Abstract: (1) Background: Elevated atmospheric CO2 concentration affects the growth and development of the rice crop. In Southern Brazil, rice is traditionally produced with continuous irrigation, implying a significant amount of water used. Besides, continuous flooding favors the uptake of toxic elements such as arsenic (As) and cadmium (Cd). In this work, one Brazilian rice cultivar (IRGA 424) was tested for the effects of elevated CO2 concentration and different water regimes on rice yield, and As and Cd accumulation in grain. (2) Methods: Rice was grown in two CO2 concentrations (400 and 700 μmol mol−1) and two irrigation regimes (continuous and intermittent). It was evaluated the number of tillers, plant height, aboveground dry weight (ADW), water use efficiency (WUE), rice yield components, and As and Cd concentration in rice grain. (3) Results: Rice plants were taller and had a higher WUE when cultivated at e[CO2]. The ADW and the rice yield component were not affected by CO2 levels nor water regimes.
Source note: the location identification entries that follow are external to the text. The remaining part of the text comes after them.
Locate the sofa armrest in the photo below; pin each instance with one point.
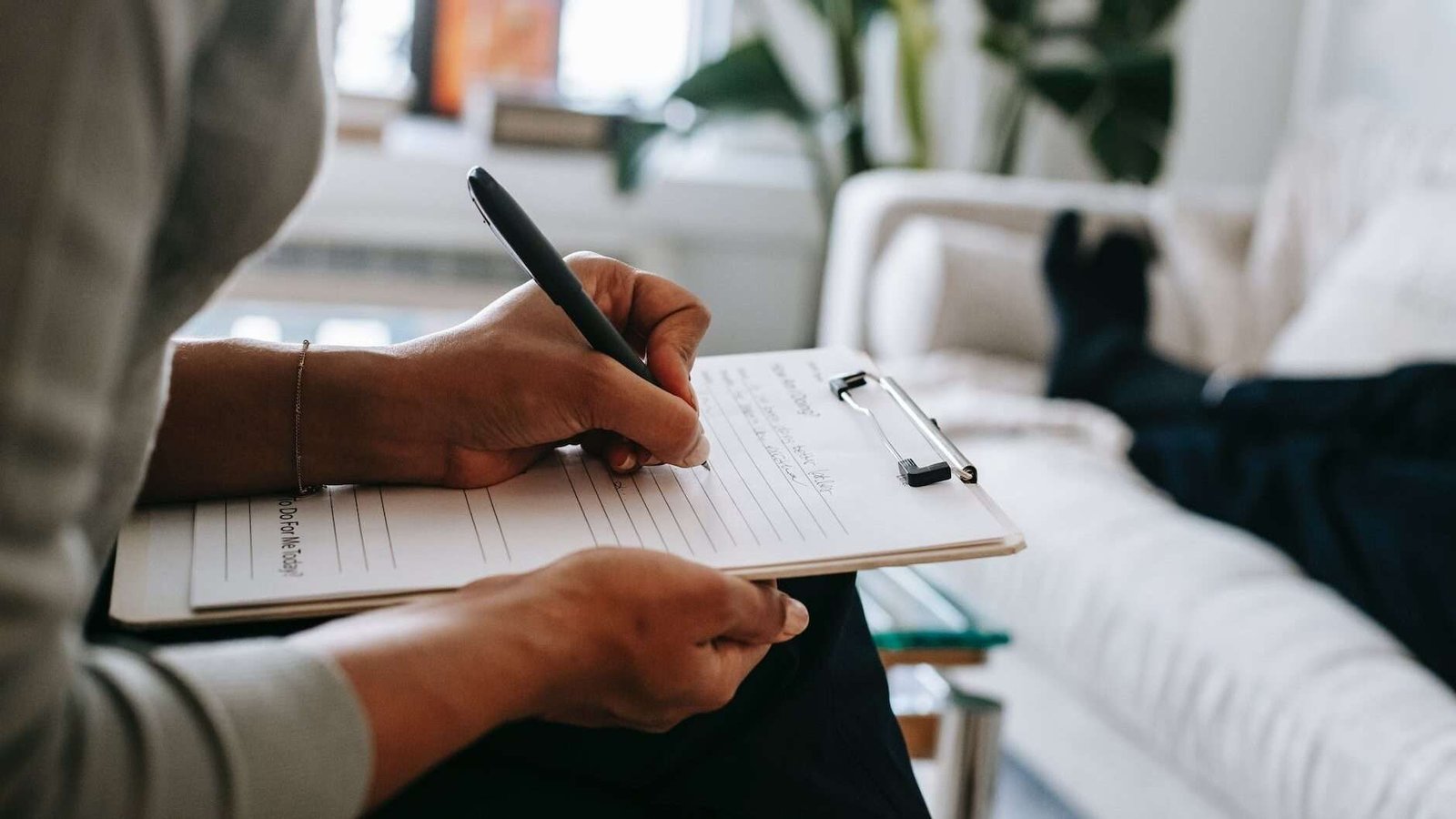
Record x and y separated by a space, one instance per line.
871 208
1198 281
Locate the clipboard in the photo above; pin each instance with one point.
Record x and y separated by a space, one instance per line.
910 472
800 486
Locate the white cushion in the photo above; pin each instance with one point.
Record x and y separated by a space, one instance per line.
944 283
1200 640
953 285
1388 298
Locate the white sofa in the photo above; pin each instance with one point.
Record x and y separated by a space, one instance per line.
1162 665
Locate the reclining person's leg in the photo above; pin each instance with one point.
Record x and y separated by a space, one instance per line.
1380 530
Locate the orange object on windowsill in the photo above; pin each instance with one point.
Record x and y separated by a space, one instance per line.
511 44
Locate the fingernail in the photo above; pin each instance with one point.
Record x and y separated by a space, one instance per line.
795 618
699 452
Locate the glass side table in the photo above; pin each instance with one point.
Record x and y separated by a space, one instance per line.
922 632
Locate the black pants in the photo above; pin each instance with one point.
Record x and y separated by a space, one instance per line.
810 733
1353 479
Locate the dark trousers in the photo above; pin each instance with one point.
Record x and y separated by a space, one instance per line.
810 733
1353 479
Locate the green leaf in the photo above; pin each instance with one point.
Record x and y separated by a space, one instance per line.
1128 146
1067 87
1123 104
859 14
1005 43
1019 12
1143 82
1132 21
746 80
1130 135
631 145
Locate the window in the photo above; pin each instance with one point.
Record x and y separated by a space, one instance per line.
609 51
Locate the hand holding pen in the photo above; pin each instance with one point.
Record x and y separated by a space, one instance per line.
536 256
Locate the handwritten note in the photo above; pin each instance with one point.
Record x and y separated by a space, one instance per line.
798 479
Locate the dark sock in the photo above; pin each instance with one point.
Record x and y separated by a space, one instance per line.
1101 310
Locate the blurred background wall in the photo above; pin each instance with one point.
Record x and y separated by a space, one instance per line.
388 244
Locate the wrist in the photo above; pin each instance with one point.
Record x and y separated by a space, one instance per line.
364 420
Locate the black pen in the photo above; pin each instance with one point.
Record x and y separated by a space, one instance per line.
543 263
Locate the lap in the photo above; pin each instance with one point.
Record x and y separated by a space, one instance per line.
810 733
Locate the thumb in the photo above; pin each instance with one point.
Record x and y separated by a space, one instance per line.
657 420
762 614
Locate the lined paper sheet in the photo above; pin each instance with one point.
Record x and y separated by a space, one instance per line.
798 477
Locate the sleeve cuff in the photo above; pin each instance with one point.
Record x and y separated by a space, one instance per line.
296 738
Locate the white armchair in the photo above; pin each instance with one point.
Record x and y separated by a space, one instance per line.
1162 665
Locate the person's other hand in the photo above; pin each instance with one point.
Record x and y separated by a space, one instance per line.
604 637
517 379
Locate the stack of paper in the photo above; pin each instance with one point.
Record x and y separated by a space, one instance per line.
800 484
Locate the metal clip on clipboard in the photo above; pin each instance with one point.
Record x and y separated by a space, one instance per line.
910 472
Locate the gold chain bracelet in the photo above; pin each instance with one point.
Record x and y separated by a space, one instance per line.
298 426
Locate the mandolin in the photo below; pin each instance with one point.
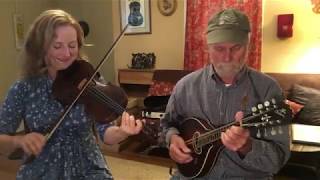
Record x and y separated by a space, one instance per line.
204 139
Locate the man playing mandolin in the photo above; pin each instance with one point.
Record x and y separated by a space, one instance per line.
205 122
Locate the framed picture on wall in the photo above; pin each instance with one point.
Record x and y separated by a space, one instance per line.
135 13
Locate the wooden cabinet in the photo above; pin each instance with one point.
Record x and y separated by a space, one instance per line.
135 82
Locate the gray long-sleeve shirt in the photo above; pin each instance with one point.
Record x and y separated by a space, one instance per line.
203 95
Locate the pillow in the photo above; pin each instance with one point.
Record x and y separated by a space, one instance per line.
310 113
302 94
295 107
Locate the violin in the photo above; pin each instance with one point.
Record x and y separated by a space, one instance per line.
104 102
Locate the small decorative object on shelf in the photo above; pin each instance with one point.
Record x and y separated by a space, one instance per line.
143 61
167 7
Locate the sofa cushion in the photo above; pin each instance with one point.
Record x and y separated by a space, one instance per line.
302 94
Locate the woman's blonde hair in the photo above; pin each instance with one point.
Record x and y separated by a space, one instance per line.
39 38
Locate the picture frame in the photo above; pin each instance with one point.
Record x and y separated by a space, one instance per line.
137 14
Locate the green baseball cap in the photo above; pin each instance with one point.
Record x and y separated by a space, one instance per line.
229 25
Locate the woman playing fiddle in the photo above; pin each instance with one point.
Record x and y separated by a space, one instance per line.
53 43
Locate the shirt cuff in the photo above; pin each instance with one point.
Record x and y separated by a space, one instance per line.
257 146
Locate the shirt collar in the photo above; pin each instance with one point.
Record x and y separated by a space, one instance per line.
239 77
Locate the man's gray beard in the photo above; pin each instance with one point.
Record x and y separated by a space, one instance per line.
228 70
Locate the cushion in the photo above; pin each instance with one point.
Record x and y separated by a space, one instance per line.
310 98
301 94
294 106
310 113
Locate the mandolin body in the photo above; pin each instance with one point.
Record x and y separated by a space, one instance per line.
205 157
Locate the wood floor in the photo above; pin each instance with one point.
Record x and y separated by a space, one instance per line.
136 167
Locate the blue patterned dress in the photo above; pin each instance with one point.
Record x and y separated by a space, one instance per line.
72 152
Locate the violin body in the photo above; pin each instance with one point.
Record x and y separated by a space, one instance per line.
105 102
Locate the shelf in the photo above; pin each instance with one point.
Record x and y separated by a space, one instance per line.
135 76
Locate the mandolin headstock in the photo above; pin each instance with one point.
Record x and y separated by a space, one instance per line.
269 117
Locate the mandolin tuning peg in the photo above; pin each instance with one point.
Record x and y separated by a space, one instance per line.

Intermittent flood regimes had a lower average As concentration. The Cd concentration in the samples in both growing seasons and all treatments was below the limit of quantitation (8.76 μg kg−1). (4) Conclusions: Enhanced CO2 concentration did not affect rice yield, increased the WUE, and reduced As concentration in grains. Regarding water management, the intermittent regime enhanced WUE and promoted a reduction in As concentration in grains.